In a conference call to discuss 2012 fourth-quarter earnings, the Illinois-based fertilizer producer said it expects to start work on both projects by this summer.
The company plans to invest $3.8bn (€2.9bn) to expand their plants in Donaldsonville, Lousisiana, and Port Neal, Iowa, which could increase nitrogen volumes by 25% to 8.5m tons (7.7m tonnes) by 2016.“We’re off to a fast start on our capacity expansion projects. I’m pleased to report that we have applied for our air permits in both Louisiana and Iowa. And as of February 15, a total of $480m has been spent on or committed to these two projects,” said chairman and CEO Stephen Wilson.

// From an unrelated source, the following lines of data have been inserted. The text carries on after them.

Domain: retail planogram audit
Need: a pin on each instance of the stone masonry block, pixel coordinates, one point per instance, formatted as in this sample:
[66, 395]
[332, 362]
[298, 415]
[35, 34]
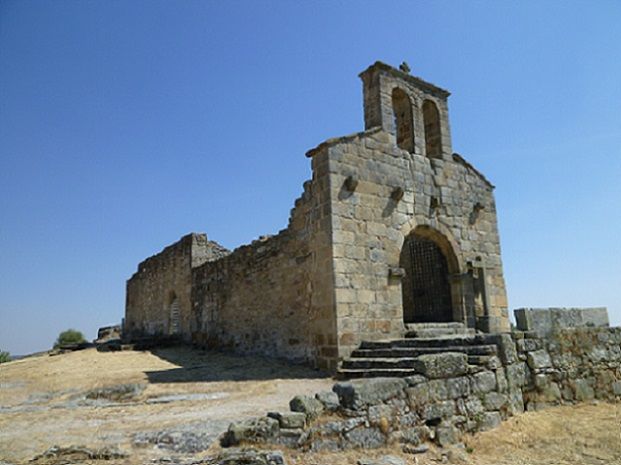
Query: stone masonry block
[359, 393]
[444, 365]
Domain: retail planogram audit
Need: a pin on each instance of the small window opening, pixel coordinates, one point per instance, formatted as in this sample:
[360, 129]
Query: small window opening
[174, 327]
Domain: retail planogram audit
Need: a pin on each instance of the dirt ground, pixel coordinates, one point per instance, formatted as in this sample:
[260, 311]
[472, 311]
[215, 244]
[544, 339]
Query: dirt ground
[47, 401]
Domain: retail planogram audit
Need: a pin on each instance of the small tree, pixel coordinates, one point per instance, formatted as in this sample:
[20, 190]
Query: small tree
[4, 356]
[70, 336]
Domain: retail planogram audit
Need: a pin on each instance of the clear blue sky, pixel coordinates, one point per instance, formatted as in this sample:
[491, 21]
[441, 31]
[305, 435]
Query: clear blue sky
[126, 124]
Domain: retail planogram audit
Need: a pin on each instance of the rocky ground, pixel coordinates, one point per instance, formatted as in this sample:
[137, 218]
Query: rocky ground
[170, 406]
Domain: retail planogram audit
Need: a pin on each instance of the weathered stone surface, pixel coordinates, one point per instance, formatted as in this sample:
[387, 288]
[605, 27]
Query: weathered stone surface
[458, 387]
[439, 410]
[366, 438]
[494, 401]
[583, 390]
[415, 449]
[369, 195]
[372, 391]
[546, 321]
[329, 399]
[290, 420]
[253, 430]
[384, 460]
[446, 435]
[488, 420]
[517, 374]
[310, 406]
[539, 359]
[247, 457]
[443, 365]
[483, 382]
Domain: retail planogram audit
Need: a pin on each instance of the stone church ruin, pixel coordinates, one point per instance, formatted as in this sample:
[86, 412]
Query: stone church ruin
[392, 229]
[389, 269]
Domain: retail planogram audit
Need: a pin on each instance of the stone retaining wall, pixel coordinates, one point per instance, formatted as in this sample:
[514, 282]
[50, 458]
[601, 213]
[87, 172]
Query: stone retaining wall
[449, 397]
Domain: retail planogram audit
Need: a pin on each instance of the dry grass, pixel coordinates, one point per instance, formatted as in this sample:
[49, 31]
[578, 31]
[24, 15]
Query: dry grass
[40, 410]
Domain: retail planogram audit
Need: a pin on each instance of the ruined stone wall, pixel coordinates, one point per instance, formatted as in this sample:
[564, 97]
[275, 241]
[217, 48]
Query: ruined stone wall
[275, 296]
[449, 396]
[161, 278]
[369, 226]
[572, 364]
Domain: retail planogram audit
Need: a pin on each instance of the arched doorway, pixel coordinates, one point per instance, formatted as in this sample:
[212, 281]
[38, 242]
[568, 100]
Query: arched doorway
[428, 290]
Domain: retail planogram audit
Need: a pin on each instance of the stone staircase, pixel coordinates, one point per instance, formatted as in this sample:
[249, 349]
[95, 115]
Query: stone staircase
[398, 357]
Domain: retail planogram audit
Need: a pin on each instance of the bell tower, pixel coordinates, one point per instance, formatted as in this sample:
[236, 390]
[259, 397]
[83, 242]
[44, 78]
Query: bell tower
[413, 110]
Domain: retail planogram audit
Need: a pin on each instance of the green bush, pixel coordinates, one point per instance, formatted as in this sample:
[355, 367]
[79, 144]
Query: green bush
[4, 357]
[70, 336]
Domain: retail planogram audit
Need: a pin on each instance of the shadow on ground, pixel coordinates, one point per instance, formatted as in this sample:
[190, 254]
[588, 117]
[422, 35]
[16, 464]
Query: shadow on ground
[196, 365]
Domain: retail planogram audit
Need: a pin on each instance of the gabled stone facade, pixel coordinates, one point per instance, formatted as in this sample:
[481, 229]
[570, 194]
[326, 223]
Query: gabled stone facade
[393, 228]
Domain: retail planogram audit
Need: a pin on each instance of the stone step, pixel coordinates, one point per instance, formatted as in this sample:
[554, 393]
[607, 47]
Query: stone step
[437, 332]
[481, 360]
[352, 373]
[379, 363]
[436, 329]
[403, 352]
[443, 341]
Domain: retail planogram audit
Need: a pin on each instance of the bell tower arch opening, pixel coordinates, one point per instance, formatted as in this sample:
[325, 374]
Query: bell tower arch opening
[433, 132]
[404, 120]
[431, 294]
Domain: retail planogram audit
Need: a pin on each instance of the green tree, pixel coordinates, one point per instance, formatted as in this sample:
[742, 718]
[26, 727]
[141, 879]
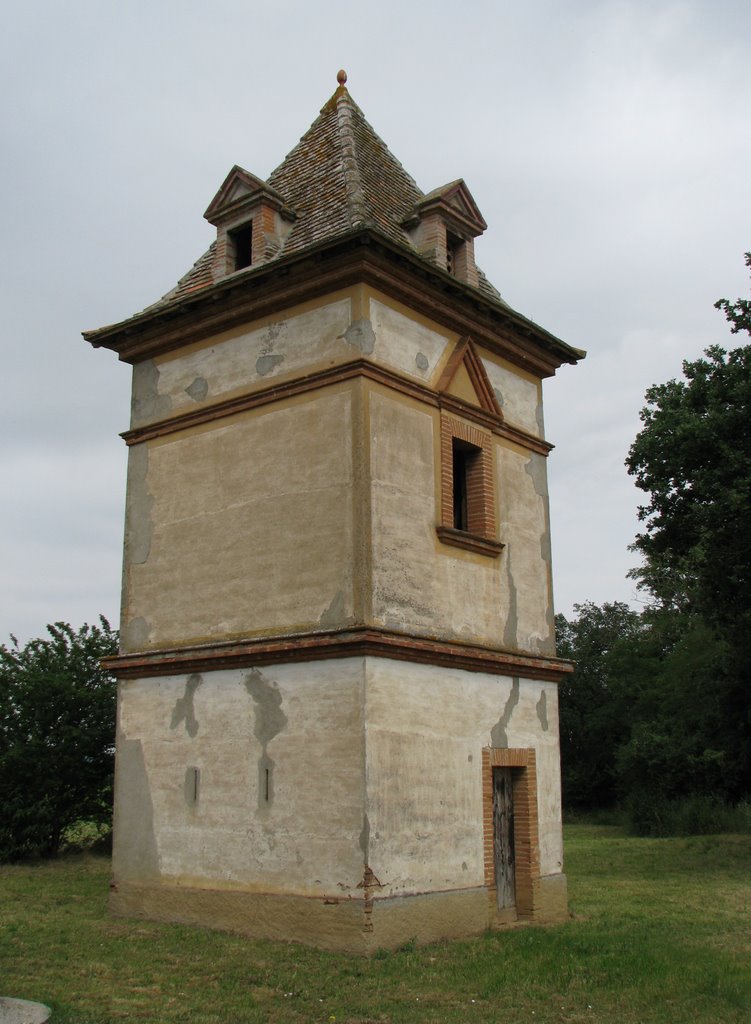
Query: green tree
[596, 700]
[56, 736]
[693, 457]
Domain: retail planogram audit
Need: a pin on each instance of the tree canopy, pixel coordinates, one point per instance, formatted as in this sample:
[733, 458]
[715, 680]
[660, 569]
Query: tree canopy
[659, 708]
[56, 736]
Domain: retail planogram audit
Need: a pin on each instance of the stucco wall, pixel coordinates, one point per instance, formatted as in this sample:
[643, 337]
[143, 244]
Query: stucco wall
[242, 526]
[236, 361]
[300, 722]
[425, 731]
[400, 792]
[422, 586]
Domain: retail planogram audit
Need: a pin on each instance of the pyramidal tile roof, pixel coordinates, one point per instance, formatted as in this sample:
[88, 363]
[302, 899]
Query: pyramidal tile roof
[339, 177]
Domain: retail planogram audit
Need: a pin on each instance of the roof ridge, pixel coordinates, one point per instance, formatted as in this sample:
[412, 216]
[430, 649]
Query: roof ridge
[350, 165]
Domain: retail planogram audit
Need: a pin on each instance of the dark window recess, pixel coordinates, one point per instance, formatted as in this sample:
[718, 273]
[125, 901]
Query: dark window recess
[453, 251]
[465, 458]
[242, 243]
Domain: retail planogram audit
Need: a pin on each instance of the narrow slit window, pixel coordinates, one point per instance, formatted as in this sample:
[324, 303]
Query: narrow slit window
[193, 785]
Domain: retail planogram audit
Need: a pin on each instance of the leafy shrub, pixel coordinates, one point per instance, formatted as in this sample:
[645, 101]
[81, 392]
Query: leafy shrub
[56, 737]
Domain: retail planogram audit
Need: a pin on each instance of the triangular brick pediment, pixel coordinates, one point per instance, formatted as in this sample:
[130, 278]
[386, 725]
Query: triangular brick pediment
[239, 187]
[465, 378]
[456, 200]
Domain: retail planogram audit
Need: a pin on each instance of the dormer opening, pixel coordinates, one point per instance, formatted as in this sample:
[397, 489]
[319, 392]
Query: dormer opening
[240, 250]
[455, 255]
[466, 464]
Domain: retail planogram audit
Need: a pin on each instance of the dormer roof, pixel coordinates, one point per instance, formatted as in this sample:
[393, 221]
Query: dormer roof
[457, 206]
[242, 192]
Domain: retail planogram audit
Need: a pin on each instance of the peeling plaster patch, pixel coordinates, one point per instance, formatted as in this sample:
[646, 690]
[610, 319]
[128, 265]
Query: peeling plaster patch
[498, 734]
[199, 389]
[361, 335]
[334, 614]
[147, 402]
[135, 812]
[540, 419]
[269, 720]
[265, 364]
[509, 630]
[137, 507]
[365, 836]
[535, 468]
[134, 634]
[541, 707]
[183, 709]
[272, 333]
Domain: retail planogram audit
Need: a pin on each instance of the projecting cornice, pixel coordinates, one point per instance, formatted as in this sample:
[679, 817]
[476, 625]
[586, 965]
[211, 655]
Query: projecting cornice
[362, 642]
[361, 256]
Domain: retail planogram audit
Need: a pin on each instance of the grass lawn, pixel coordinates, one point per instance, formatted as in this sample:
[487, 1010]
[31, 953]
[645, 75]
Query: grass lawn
[661, 931]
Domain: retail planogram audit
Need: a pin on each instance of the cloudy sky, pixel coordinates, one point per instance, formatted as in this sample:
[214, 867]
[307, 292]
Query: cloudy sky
[606, 142]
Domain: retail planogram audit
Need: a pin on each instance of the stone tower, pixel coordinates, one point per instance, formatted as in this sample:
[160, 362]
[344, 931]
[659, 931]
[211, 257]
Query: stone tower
[338, 710]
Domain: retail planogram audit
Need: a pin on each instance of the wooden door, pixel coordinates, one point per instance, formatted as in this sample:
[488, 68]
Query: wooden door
[503, 837]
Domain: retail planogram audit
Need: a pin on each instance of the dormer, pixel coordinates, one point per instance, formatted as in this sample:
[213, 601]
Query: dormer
[252, 222]
[444, 226]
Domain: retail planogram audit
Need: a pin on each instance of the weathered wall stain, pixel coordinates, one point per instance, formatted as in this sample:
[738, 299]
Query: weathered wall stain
[541, 707]
[269, 721]
[540, 419]
[268, 359]
[199, 389]
[535, 468]
[265, 364]
[183, 710]
[511, 625]
[134, 634]
[361, 335]
[334, 614]
[365, 836]
[135, 814]
[138, 505]
[147, 402]
[498, 736]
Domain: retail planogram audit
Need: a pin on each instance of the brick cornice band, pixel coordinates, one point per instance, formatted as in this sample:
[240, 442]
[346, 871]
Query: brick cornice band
[342, 643]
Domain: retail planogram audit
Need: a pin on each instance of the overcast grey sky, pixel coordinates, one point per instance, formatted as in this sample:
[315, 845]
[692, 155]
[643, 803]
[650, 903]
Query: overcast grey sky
[607, 144]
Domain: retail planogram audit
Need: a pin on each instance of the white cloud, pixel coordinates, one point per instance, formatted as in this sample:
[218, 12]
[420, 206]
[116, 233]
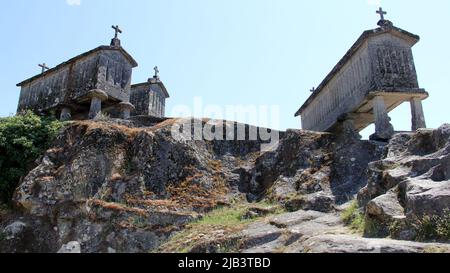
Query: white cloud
[374, 2]
[73, 2]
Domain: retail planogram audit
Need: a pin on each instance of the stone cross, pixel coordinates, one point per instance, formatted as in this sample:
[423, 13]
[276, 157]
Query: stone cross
[44, 67]
[381, 12]
[118, 30]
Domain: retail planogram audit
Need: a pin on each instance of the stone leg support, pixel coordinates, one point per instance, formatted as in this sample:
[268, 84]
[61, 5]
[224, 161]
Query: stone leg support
[383, 127]
[97, 96]
[65, 114]
[96, 107]
[126, 108]
[418, 117]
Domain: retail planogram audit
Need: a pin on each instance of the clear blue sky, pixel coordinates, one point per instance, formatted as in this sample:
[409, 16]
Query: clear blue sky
[268, 52]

“For all of 2013, we expect to invest between $1bn and $1.3bn on capital expenditures for these projects, in addition to the $450m we expect to spend on normal maintenance and existing plant investments.”
CF officials predict that at least 35% of the upgrades could be completed by the close of 2013, with the company focused on an accelerated schedule in order to build future inventories.
“We’re on a very aggressive timetable,” said Wilson. “We want to bring these projects on line as quickly as we can.”
Like many in the industry, CF officials are optimistic about North American spring crops, primarily corn, as they feel farmers will strive for maximum yields resulting in full utilisation rates of crop nutrients, primarily nitrogen products if drought conditions persist through the growing season.
Company officials estimate the upcoming corn crop would be 97m acres (39m ha), with a forecast yield of 160 bushels/acre.
“Crop economics around the world support our expectations for a great 2013. Tight stocks-to-use ratios and the resulting high crop prices, especially for corn, are expected to cause farmers across North America, Europe, Ukraine and China to plant large acreage to grains,” Wilson said.
“This should result in strong domestic demand for nitrogen in all its forms. We saw that demand reflected in ammonia shipments this past [autumn], and demand this spring should continue to support ammonia pricing.”
Wilson said several factors are contributing to the current nitrogen market conditions, including a lack of urea ammonium nitrate (UAN) imports, lower domestic production and lower-than-normal inventories, which together add up to create the tight supply picture for the first half of 2013.